Friday, 21 February 2020 22:32

Bolivia: when a coup is a coup. Full stop.

In October 2019 the Bolivian President Evo Morales was forced out of office. Popular mobilisations against the outcome of the presidential elections (claimed to be fraudulent) with road blocks, burning of ballot boxes, storming and looting of government offices and homes of leading Government figures, culminated in the Military Chief, William Kaliman, suggesting that the President step down, making it clear they were not going to defend him. So Evo resigned and went into exile in Mexico. This is what we normally call a coup. But the international media - right and 'left' - celebrated it as a victory for democracy - with a few honorary exceptions. But a coup is a coup, and that has been confirmed by what has happened since. Now Bolivia and its fragile political stability is in grave peril.

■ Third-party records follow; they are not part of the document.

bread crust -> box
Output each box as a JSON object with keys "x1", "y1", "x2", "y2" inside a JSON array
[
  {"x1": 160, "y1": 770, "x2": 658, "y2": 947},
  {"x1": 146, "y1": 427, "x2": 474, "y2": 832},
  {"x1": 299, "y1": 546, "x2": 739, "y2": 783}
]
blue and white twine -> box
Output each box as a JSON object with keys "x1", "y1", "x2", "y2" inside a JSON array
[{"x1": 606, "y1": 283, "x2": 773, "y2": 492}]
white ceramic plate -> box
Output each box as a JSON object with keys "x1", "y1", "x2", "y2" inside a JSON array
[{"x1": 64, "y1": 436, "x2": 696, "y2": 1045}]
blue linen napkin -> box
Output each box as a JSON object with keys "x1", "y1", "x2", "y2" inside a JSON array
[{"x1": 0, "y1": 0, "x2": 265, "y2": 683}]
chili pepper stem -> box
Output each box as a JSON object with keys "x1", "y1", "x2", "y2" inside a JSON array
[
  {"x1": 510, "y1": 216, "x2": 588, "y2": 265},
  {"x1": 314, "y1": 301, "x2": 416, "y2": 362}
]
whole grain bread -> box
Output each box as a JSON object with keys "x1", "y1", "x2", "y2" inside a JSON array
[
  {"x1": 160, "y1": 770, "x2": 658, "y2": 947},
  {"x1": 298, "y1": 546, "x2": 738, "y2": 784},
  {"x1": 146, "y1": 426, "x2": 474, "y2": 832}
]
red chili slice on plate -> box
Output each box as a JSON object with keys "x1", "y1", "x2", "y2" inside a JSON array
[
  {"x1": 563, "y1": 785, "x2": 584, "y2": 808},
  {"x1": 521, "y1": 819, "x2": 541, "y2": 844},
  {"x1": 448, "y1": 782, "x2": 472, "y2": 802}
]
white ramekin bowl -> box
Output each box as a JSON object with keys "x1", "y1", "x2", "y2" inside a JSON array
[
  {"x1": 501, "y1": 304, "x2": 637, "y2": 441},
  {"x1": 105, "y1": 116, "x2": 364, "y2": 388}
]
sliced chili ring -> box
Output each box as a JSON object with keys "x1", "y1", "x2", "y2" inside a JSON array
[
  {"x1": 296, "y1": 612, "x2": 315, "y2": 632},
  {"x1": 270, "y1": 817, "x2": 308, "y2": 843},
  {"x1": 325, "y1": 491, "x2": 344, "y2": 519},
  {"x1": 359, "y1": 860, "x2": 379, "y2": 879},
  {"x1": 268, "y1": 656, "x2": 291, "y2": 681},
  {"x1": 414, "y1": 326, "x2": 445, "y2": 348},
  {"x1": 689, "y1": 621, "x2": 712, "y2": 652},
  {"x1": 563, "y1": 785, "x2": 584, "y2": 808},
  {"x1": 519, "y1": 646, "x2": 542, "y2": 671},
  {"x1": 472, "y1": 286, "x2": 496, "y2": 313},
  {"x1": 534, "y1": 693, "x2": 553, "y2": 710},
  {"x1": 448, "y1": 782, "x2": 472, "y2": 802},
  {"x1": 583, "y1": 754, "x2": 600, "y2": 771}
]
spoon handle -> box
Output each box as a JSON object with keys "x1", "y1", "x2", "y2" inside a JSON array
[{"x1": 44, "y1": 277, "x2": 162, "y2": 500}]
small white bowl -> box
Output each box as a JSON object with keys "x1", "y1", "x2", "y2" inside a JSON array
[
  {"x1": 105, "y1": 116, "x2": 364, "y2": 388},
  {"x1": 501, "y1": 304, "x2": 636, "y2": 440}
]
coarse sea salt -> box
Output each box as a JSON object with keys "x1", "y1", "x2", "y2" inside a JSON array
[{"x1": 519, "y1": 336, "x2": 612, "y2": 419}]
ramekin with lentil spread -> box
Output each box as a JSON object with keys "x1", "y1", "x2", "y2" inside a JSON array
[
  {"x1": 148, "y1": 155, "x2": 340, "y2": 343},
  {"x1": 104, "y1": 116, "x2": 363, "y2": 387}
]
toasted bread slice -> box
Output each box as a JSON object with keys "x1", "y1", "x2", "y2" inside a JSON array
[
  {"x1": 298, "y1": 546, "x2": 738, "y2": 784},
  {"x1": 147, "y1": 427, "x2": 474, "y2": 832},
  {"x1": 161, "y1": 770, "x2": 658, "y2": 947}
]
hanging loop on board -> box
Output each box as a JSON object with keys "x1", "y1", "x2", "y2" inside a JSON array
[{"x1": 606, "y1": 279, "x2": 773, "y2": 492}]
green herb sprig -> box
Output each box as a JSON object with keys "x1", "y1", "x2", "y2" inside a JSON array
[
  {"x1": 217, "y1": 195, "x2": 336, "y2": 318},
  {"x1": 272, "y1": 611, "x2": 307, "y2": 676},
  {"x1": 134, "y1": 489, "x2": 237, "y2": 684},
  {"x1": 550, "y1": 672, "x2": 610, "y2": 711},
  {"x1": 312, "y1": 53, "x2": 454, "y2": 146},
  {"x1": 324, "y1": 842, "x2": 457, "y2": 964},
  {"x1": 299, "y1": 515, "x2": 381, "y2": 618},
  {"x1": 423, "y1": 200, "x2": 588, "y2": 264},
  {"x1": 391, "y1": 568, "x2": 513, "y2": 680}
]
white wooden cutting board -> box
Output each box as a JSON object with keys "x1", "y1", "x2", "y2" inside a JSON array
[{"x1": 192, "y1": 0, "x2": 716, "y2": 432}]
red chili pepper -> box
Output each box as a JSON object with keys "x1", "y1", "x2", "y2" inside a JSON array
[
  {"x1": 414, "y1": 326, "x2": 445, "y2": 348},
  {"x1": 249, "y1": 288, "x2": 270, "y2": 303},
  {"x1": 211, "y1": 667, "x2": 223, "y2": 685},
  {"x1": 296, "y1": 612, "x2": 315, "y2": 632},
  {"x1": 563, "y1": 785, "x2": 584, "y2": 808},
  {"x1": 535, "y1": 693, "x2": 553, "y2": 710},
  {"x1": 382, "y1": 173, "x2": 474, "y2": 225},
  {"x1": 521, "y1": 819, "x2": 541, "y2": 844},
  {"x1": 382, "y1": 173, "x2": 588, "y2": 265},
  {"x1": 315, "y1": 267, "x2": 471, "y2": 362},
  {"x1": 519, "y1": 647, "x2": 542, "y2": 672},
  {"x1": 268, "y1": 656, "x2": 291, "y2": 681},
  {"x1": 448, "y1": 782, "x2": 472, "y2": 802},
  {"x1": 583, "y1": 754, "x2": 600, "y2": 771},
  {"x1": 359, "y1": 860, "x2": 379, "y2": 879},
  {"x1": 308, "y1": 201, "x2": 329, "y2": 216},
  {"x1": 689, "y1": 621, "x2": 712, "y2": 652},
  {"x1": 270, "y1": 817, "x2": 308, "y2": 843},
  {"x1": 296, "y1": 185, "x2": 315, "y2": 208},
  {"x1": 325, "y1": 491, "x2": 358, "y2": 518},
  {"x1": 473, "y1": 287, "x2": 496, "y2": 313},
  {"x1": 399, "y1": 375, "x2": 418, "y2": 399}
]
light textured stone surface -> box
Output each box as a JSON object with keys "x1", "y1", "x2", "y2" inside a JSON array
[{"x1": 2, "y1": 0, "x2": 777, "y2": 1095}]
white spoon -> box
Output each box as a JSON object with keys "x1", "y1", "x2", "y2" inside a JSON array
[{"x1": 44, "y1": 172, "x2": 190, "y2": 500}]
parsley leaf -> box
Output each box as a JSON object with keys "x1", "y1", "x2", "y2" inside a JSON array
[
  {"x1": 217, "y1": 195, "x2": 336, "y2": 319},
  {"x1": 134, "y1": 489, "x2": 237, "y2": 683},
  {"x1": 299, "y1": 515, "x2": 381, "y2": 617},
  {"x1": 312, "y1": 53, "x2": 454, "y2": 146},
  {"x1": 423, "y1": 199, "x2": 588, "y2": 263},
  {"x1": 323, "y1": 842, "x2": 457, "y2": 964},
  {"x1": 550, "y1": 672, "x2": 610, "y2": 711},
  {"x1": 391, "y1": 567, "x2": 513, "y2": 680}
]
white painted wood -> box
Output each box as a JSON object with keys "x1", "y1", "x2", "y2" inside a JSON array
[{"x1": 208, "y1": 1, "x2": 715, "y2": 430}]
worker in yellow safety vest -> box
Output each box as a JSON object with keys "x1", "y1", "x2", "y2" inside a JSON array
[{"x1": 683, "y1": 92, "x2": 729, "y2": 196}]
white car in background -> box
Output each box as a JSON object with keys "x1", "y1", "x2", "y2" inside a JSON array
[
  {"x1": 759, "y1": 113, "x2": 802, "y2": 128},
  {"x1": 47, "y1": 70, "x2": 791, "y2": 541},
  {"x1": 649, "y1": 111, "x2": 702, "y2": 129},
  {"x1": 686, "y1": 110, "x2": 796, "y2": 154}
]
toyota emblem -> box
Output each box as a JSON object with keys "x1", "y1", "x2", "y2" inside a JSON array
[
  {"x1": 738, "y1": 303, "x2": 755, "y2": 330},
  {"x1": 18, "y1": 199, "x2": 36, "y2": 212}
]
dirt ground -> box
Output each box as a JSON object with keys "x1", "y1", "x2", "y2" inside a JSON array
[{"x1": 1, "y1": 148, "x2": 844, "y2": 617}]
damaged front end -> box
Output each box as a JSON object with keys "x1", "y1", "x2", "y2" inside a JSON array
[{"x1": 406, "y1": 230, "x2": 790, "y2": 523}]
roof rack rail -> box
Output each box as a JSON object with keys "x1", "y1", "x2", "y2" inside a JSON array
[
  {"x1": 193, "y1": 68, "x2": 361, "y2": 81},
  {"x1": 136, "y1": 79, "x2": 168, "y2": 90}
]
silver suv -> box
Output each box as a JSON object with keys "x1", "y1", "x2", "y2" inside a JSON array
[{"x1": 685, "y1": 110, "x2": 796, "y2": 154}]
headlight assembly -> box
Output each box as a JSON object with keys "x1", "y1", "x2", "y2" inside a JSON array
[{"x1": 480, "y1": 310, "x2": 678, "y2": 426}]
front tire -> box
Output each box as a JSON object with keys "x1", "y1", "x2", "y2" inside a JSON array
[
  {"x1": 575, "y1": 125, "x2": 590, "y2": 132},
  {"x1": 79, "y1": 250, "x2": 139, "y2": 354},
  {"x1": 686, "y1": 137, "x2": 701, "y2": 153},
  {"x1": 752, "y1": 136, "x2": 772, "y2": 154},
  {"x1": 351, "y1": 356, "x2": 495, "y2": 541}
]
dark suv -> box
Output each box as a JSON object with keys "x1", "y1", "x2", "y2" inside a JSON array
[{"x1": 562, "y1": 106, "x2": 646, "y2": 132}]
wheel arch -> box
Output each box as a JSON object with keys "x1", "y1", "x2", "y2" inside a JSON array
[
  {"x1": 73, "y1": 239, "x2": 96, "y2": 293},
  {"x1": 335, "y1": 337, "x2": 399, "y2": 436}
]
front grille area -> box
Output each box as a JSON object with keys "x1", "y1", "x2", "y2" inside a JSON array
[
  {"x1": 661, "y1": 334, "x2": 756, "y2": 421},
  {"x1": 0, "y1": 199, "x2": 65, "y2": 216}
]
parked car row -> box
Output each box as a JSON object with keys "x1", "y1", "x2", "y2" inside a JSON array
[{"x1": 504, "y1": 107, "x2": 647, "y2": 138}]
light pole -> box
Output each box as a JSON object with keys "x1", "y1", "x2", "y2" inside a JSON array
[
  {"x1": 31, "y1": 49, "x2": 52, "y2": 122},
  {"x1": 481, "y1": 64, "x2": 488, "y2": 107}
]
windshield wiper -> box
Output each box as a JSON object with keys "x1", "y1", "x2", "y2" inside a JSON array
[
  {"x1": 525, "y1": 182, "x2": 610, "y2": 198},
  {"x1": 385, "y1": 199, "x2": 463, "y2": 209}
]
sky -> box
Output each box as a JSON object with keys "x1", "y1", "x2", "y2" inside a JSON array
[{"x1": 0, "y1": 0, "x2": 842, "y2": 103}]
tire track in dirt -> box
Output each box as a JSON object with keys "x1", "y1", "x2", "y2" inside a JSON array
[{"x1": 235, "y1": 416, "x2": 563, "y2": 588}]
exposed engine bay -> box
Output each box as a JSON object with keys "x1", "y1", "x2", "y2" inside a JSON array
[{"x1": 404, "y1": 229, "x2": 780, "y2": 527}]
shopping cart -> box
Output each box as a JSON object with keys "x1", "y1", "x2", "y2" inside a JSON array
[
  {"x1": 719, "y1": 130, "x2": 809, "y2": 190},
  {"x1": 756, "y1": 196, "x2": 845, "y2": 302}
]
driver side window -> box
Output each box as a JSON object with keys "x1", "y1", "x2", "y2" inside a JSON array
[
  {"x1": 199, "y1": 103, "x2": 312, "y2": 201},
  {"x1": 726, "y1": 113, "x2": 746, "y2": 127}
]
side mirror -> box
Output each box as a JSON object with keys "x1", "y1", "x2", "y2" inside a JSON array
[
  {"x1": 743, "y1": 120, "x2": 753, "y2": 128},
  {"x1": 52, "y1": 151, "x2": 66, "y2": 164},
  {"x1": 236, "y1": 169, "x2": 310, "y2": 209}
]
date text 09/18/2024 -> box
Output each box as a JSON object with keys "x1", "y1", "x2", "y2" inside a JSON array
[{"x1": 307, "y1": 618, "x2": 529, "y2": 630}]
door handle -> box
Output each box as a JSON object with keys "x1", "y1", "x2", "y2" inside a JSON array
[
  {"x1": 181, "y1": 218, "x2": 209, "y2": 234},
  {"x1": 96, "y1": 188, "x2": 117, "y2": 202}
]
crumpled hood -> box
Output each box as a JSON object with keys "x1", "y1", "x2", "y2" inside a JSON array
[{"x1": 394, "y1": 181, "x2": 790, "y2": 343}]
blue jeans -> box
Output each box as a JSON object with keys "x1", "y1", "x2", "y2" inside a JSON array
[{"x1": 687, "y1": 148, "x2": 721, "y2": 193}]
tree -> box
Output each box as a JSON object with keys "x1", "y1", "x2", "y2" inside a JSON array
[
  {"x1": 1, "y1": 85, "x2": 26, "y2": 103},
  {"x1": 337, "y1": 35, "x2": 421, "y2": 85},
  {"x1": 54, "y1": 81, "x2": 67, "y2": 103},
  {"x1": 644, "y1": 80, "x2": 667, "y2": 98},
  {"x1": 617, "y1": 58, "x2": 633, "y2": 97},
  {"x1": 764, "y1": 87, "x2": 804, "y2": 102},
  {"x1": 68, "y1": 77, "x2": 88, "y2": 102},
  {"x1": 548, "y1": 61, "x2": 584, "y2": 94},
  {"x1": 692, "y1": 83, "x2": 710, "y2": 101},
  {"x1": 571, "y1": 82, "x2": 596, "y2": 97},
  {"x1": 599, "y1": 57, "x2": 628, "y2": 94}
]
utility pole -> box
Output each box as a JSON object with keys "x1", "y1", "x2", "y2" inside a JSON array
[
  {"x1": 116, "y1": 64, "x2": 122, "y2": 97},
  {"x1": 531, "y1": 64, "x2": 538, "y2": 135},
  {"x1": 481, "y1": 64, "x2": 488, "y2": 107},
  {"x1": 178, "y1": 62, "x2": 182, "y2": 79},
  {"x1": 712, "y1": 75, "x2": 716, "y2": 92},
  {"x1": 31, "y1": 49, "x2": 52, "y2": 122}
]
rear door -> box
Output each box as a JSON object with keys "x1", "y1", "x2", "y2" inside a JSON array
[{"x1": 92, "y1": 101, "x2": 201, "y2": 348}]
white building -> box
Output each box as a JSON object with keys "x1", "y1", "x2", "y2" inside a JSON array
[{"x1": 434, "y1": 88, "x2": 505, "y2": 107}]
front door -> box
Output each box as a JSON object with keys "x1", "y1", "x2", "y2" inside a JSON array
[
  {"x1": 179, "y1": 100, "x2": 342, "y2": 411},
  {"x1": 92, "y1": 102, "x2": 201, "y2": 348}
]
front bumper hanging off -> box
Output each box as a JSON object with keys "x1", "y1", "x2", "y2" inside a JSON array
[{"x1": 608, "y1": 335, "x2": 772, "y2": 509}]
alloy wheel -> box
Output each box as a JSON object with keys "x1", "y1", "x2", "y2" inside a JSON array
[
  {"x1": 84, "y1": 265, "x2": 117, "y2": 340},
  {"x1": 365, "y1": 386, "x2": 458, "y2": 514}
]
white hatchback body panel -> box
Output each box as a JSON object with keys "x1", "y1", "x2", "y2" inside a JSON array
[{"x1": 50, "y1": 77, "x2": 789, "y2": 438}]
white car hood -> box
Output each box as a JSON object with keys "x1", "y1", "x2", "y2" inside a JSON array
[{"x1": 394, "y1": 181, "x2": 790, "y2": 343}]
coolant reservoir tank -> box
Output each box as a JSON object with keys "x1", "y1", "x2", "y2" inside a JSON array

Mention Bolivia, and for the last decade it has been difficult not to mention Evo too. Evo Morales was elected as president for the first time in 2005 with 54% of the votes, and he can now celebrate 10 years as president. An absolute outsider, brought forward by social movements of mainly indigenous farmers, workers and small traders, with a tough anti-imperialist and anti-capitalist discourse, he horrified the traditional economic and political elite and the “international community” alike. His government has lived through conflicts and crisis, bordering to civil war, but at the same time it has brought a decade of economic prosperity, dramatic reduction of poverty and a revaluation of the country's indigenous ethnic and cultural roots.